2* En cas de circonstances météorologiques exceptionnelles ;

3* En cas de circonstances accidentelles graves et lorsque l'approvisionnement en eau destinée à la consommation humaine ne peut être assuré d'aucune autre façon ;

4" Lorsqu'il ne peut être fait appel qu'à une ressource en eau superficielle dont la qualité ne respecte pas les limites de la qualité des eaux brutes fixées à l'annexe III du présent décret et qu'il ne peut être envisagé un traitement approprié pour obtenir une eau de la qualité définie à l'annexe 1-1".

Mais l'instauration d'une certaine souplesse dans le raisonnement sanitaire ne va pas sans poser quelques difficultés. TRICARD et BUFFAUT (1993) font état de procédures contentieuses déclenchées par la Communauté contre la France, suite à la transcription dans le droit français par le décret du 3 janvier 1989 de la directive communautaire 75/440 relative aux eaux d'alimentation. Le décret prévoyait initialement une teneur limite de 100 mg/l pour les nitrates pour les eaux utilisées ou devant être utilisées pour la production d'eau destinée à la consommation humaine, alors que la directive européenne prévoyait 50 mg/l. Malgré l'argumentation française basée sur les progrès réalisés dans le domaine de la dénitrification des eaux depuis le moment où la directive européenne avait été introduite (avant 1975), le décret de 1989 a du être modifié par le décret du 10 avril 1990, qui ramène la valeur limite à 50 mg/l.

Le système de contrôle de la qualité des eaux des distributions publiques qui s'est mis en place en France au cours des cent dernières années est sans doute encore largement perfectible, en particulier sur le plan d'une définition plus globale de qualité sanitaire, grâce notamment à une approche plus statistique de l'obligation de résultats imposée aux services d'eau. On peut encore lui reprocher une avancée trop timide sur le plan de la qualité totale, comme le font très justement remarquer MONTIEL et WELTE (1992).

Les cahiers des charges types d'affermage ou de concession n'apportent rien de plus concernant les obligations de résultats en matière de qualité de l'eau. Ils se contentent de reprendre les obligations imposées par la réglementation. Ainsi, l'article 63 du cahier des charges type d'affermage de 1980 stipule: "L'eau distribuée devra présenter constamment les qualités imposées par la réglementation en vigueur." Il reprend ainsi les dispositions de l'article 12 du cahier des charges type de 1951 dans des termes très peu modifiés.
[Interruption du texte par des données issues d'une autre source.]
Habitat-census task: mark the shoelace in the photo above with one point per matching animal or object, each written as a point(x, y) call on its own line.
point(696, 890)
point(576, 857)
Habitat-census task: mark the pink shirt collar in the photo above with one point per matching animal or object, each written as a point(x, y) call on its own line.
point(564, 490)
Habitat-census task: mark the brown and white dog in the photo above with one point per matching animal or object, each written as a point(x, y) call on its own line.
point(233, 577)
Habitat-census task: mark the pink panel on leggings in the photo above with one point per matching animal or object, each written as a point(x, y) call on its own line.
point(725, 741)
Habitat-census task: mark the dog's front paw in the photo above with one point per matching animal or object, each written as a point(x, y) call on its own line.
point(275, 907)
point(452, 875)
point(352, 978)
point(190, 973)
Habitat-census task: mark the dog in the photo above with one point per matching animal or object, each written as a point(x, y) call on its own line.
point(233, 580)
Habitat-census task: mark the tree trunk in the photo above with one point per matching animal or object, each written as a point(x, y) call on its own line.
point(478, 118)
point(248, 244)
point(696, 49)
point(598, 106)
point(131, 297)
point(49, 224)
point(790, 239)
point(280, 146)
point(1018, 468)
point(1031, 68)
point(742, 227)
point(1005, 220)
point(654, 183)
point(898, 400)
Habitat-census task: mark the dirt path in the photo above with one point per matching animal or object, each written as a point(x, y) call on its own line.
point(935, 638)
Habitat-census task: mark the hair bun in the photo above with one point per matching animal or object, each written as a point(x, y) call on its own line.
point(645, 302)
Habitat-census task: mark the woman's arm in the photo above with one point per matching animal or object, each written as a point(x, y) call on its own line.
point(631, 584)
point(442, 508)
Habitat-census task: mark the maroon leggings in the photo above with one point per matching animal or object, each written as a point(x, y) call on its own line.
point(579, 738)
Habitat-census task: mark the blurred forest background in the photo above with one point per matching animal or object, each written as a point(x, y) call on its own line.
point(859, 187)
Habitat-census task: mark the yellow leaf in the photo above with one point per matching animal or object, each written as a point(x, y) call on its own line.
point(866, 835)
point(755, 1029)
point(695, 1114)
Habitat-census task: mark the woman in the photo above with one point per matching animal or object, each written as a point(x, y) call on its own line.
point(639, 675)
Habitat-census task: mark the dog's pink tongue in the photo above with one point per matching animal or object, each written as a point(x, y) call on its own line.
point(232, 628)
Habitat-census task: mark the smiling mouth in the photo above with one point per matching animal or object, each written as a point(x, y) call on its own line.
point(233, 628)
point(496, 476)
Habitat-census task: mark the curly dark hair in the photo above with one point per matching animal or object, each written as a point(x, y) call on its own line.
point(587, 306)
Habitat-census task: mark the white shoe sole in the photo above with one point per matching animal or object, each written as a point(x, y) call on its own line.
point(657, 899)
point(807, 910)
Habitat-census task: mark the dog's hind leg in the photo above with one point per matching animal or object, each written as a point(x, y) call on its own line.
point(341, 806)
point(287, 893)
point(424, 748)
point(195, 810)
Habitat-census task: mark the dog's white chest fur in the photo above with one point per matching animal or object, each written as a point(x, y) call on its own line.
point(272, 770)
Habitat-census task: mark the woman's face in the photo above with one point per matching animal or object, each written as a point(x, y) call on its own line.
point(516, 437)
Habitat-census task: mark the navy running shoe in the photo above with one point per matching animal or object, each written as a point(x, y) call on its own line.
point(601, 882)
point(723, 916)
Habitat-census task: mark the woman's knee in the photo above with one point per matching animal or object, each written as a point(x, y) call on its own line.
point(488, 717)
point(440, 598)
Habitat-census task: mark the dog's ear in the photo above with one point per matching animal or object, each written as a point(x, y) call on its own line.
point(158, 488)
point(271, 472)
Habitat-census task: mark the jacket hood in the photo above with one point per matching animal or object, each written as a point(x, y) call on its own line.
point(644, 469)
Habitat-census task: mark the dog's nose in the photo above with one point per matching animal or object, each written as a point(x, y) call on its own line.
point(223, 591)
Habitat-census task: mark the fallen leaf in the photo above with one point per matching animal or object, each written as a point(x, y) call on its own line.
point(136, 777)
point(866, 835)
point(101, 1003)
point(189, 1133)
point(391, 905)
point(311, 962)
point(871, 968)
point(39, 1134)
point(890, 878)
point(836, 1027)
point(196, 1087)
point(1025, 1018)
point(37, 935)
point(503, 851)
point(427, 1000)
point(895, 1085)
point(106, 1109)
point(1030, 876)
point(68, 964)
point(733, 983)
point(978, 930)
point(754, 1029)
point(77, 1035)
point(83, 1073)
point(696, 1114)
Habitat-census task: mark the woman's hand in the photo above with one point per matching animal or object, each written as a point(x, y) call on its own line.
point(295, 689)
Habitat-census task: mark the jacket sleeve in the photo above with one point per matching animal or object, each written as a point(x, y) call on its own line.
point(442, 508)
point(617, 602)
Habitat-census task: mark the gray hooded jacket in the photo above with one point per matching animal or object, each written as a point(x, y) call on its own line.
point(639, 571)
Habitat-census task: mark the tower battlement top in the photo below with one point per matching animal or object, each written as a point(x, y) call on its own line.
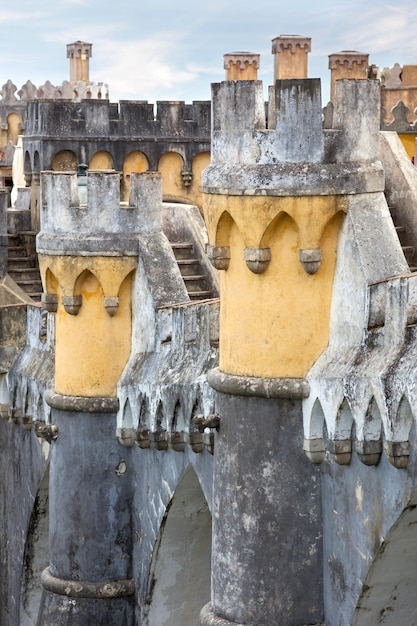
point(102, 224)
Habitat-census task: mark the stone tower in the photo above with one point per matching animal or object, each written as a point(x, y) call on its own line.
point(79, 54)
point(275, 201)
point(87, 282)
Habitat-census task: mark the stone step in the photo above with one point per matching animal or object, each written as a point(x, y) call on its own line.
point(188, 267)
point(193, 278)
point(199, 295)
point(20, 261)
point(21, 274)
point(182, 250)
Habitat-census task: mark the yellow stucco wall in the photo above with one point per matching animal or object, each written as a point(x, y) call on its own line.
point(173, 187)
point(274, 324)
point(101, 160)
point(409, 142)
point(92, 347)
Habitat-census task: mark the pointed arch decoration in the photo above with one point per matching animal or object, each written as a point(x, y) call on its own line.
point(388, 592)
point(314, 443)
point(179, 577)
point(368, 443)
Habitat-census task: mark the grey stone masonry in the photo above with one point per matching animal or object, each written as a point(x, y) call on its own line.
point(247, 158)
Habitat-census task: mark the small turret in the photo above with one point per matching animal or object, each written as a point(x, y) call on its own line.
point(79, 54)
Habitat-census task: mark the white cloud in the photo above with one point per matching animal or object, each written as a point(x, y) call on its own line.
point(147, 68)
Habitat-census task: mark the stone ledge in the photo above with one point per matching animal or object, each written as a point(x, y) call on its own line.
point(81, 589)
point(208, 618)
point(258, 387)
point(82, 404)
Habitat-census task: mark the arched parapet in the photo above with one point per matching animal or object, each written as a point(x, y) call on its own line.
point(314, 422)
point(171, 167)
point(64, 161)
point(340, 434)
point(397, 444)
point(387, 595)
point(93, 320)
point(134, 162)
point(101, 161)
point(110, 277)
point(368, 444)
point(167, 416)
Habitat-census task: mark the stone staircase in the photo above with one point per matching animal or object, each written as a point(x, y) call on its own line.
point(408, 250)
point(191, 271)
point(22, 264)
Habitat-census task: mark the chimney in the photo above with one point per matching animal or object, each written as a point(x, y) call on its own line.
point(79, 54)
point(347, 64)
point(291, 56)
point(241, 65)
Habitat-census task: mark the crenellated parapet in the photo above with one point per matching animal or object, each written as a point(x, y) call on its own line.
point(88, 254)
point(128, 119)
point(275, 200)
point(291, 56)
point(363, 387)
point(163, 391)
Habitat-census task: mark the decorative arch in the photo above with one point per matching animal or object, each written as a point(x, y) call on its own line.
point(127, 418)
point(171, 165)
point(51, 282)
point(36, 556)
point(372, 425)
point(369, 435)
point(279, 224)
point(135, 162)
point(64, 161)
point(179, 579)
point(317, 421)
point(27, 167)
point(344, 421)
point(224, 229)
point(388, 594)
point(101, 160)
point(14, 127)
point(403, 420)
point(178, 420)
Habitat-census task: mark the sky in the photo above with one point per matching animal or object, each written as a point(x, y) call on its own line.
point(173, 49)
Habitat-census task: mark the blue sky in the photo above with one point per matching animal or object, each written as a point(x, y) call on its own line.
point(173, 50)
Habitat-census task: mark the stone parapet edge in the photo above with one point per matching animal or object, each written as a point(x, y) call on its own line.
point(82, 589)
point(82, 404)
point(259, 387)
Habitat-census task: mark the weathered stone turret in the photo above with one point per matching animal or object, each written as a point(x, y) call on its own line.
point(87, 274)
point(275, 201)
point(241, 65)
point(79, 54)
point(290, 56)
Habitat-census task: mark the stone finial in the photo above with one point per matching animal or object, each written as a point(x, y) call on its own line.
point(8, 92)
point(409, 76)
point(79, 54)
point(291, 56)
point(241, 65)
point(347, 64)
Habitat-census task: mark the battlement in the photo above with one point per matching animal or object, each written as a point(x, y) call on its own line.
point(273, 158)
point(129, 119)
point(103, 224)
point(69, 90)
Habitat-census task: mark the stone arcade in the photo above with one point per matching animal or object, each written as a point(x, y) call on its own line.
point(237, 453)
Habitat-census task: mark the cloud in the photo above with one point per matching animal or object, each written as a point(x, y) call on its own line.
point(148, 68)
point(19, 17)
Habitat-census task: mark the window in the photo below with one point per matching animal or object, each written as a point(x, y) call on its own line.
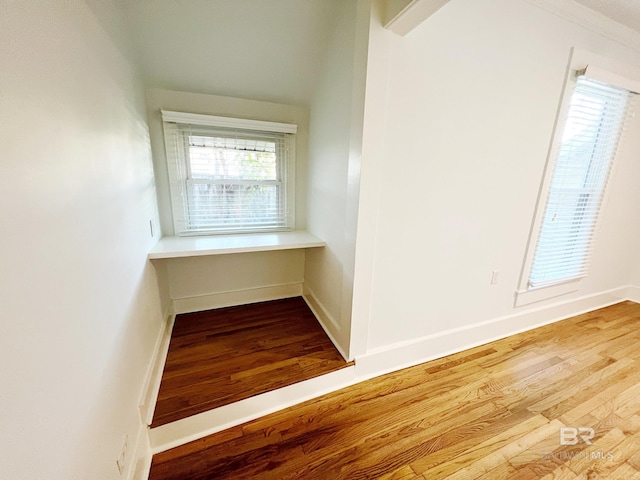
point(582, 157)
point(579, 178)
point(229, 175)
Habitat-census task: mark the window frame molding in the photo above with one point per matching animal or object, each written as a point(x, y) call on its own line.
point(177, 164)
point(599, 68)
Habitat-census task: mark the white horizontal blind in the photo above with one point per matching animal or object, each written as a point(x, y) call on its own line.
point(227, 179)
point(588, 145)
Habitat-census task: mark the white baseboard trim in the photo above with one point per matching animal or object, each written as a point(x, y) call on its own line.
point(632, 293)
point(236, 297)
point(198, 426)
point(401, 355)
point(324, 319)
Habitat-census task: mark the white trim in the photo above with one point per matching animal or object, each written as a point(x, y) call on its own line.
point(632, 293)
point(591, 20)
point(527, 297)
point(229, 122)
point(236, 297)
point(407, 354)
point(199, 426)
point(193, 246)
point(324, 319)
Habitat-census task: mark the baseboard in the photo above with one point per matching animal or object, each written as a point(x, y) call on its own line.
point(324, 319)
point(632, 293)
point(407, 354)
point(198, 426)
point(236, 297)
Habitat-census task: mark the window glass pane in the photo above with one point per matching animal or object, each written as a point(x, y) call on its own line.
point(230, 158)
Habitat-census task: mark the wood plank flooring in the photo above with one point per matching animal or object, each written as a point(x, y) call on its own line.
point(493, 412)
point(221, 356)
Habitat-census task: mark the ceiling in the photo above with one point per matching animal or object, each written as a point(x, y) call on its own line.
point(626, 12)
point(265, 50)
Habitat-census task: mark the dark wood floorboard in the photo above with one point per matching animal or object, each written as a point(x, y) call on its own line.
point(221, 356)
point(492, 412)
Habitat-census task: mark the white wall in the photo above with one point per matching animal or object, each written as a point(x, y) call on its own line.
point(470, 104)
point(80, 303)
point(334, 164)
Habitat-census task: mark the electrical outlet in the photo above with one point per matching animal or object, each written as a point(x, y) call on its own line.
point(120, 462)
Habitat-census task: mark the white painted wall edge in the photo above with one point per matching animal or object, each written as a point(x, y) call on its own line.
point(137, 468)
point(236, 297)
point(141, 466)
point(198, 426)
point(151, 385)
point(591, 20)
point(402, 17)
point(410, 353)
point(324, 319)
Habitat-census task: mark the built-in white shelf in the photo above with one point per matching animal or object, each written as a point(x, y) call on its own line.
point(176, 247)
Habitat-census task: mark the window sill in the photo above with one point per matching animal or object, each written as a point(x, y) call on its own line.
point(527, 297)
point(177, 247)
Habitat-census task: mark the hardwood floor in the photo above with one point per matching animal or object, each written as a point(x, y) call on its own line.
point(221, 356)
point(493, 412)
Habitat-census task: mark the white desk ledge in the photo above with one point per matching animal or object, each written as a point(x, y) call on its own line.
point(176, 247)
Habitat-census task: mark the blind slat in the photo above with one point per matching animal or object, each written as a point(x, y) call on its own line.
point(589, 141)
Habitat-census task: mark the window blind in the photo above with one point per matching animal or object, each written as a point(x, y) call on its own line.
point(583, 163)
point(227, 179)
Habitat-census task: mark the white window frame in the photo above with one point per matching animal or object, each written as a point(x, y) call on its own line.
point(604, 70)
point(178, 167)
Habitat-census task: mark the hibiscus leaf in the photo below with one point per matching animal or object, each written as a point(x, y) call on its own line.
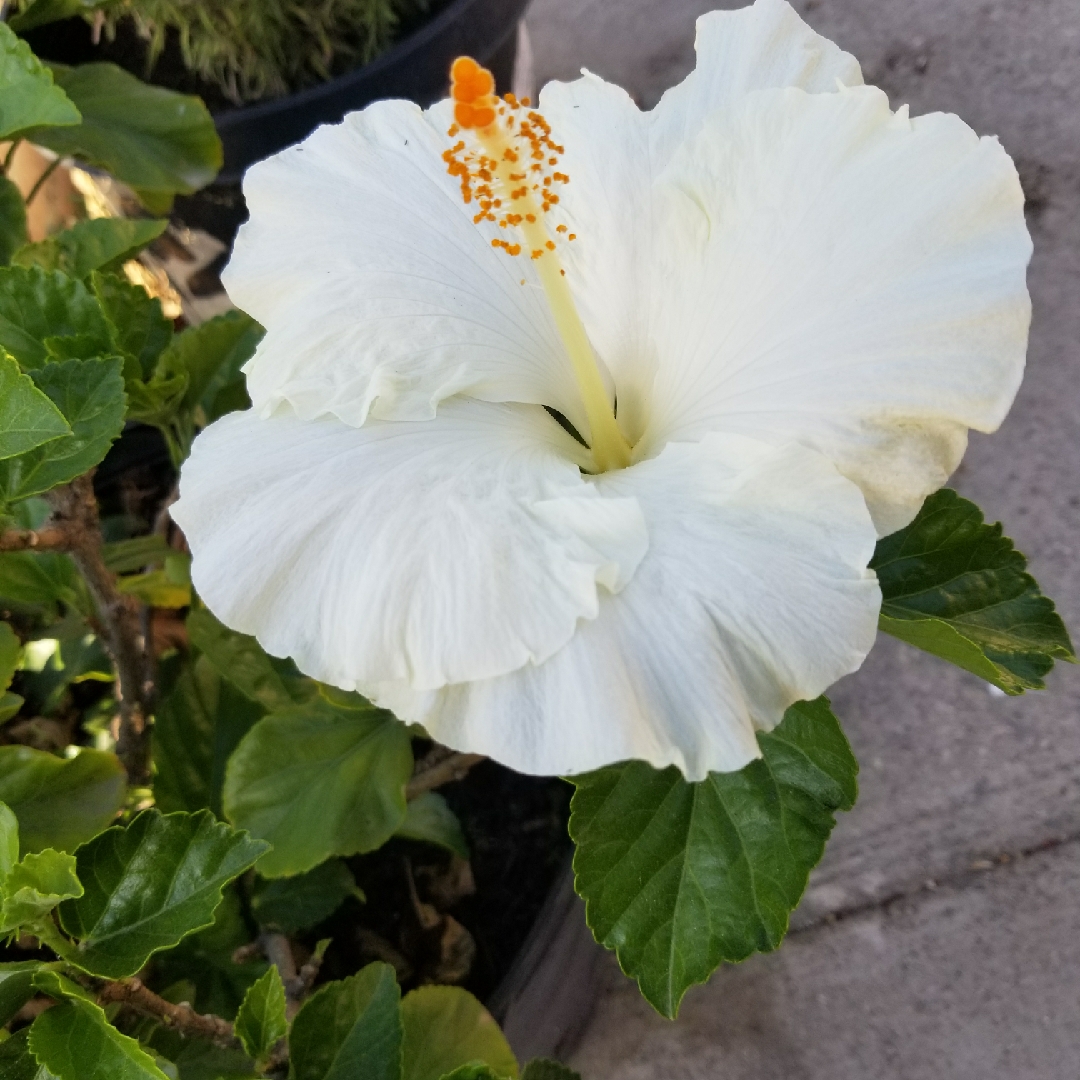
point(679, 877)
point(349, 1028)
point(955, 586)
point(90, 396)
point(16, 988)
point(445, 1027)
point(9, 840)
point(28, 418)
point(429, 818)
point(199, 725)
point(152, 138)
point(17, 1063)
point(241, 660)
point(319, 780)
point(540, 1068)
point(137, 325)
point(28, 96)
point(103, 243)
point(260, 1022)
point(75, 1041)
point(12, 220)
point(149, 885)
point(40, 310)
point(36, 886)
point(59, 802)
point(212, 353)
point(305, 900)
En fait, la norme constitue l'unique obligation de résultats imposée au service d'eau en matière de qualité de l'eau.

Cela peut paraître étonnant. En effet, nous avons montré que les objectifs qui président à l'élaboration des normes de qualité de l'eau sont presque exclusivement d'ordre sanitaire et technique.

Le contrôle effectué sur les eaux produites et distribuées est fait dans le même esprit et met tout particulièrement l'accent sur les aspects sanitaires24. Or, l'aspect sanitaire n'est pas la seule composante de la qualité de l'eau. Cette discussion sera développée dans le chapitre 3 dans le paragraphe consacré à la perception de la qualité du service par les pouvoirs publics.

2 4 Cela apparaît très bien au travers des résultats des analyses de contrôle de l'eau distribuée par les services du panel national qui seront présentés dans le chapitre 2 : plus d'un résultat d'analyse sur deux concerne les paramètres bactériologiques ; à peine plus de 10% des analyses sont consacrées aux paramètres organoleptiques.